Corpo: robusto,forte,con il petto largo e la muscolatura ben sviluppata.
Zampe: solide e forti,di media lunghezza;piedi forti e rotondi.
Coda: forte alla base e con l'estremità leggermente arrotondata.
Mantello: corto,fitto,lucido,elastico e ben aderente al corpo.
Colore:la varietà di mantello sono veramente numerose e lo standard accetta tutte le varietà di colore. La combinazione dei disegni del suo mantello è quindi veramente infinita. Questo è dovuto al continuo incrocio dei caratteri genetici avvenuto attraverso accoppiamenti poco controllati,sopratutto in passato. Fra le colorazioni del mantello quella che forse è considerata la più tipica della razza è il tabby che,fra l'altro,ricorda le lontanissime origini dell'Europeo.
Vita media:12 anni

CARATTERE

Il gatto Europeo è attivo,furbo e curioso,ama andare a caccia di piccoli animali.
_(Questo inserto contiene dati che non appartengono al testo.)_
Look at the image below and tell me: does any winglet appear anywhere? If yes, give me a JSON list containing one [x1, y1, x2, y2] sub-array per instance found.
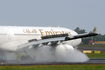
[[92, 27, 97, 33]]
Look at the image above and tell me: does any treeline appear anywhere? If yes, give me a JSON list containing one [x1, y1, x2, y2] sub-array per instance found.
[[75, 27, 105, 44]]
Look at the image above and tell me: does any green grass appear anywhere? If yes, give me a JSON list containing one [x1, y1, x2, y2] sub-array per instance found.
[[0, 64, 105, 70], [79, 44, 105, 47], [86, 52, 105, 58]]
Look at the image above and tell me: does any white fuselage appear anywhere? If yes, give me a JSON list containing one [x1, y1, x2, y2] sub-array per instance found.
[[0, 26, 81, 51]]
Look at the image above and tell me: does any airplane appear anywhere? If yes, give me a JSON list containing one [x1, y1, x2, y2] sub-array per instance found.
[[0, 26, 98, 60]]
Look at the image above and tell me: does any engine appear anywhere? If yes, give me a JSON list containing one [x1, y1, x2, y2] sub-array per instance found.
[[56, 44, 74, 51]]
Le femmine in particolare,si affezionano all'intera famiglia. Si adatta facilmente ad ogni ambiente:appartamento,terrazzo,giardino o in grandi spazi. E' consigliabile lasciargli libertà di muoversi e girovagare. Resiste alle fredde temperature. I gatti della varietà bianca sono più combattivi e autoritari.

CURE

Avendo il pelo corto non richiede toelette molto ricercate: sarà sufficiente spazzolarlo 1 o 2 volte alla settimana,intensificando l'operazione durante il periodo della muta. Sono molto utili le spazzole di gomma e per lisciare e lucidare il mantello si può usare una pelle di daino inumidite che ,passata sul pelo, facilita la rimozione dei peli morti. Bisogna abituarlo al bagno fin da cucciolo,utilizzando shampoo speciali per gatti a pelo corto e avere cura di asciugarlo sempre perfettamente.

ALIMENTAZIONE

E’ un gatto forte e robusto dotato di un appetito straordinario . Si consiglia l’uso di cibi preconfezionati perché offrono un doppio controllo:sulla qualità ,perché vengono sempre rispettate le giuste proporzioni nella somministrazione dei principi nutritivi ed anche sulla quantità ,perché risulta più facile dosare il quantitativo di cibo da somministrare. E ‘ molto valido e molto apprezzato anche il cibo secco che non deve essere servito come ‘contentino’ ma come un alimento nel vero senso del termine. I croccantini non devono essere somministrati ‘ in più ma sostituire il pasto tradizionale ed essere ripartiti nelle giuste dosi durante la giornata. I gatti sterilizzati tendono facilmente ad ingrassare per cui necessitano di un maggiore controllo ed eventualmente della somministrazione di cibo a basso contenuto calorico.

RIPRODUZIONE

Si riproducono con grande frequenza (2-3 volte all'anno). La gestazione dura in media poco più di 2 mesi e la femmina non necessita di cure particolari. Difficilmente in gravidanza la femmina presenta dei problemi e anche il parto non richiede l’intervento da parte del proprietario (la sua presenza è però sempre consigliata). I cuccioli sono in media 4/7 per parto. I cuccioli devono essere svezzati intorno ai trenta giorni ed è bene somministrargli cibi appositamente studiati per i cuccioli in modo che vengano fornite,nelle giuste proporzioni, tutte le sostanze di cui necessitano.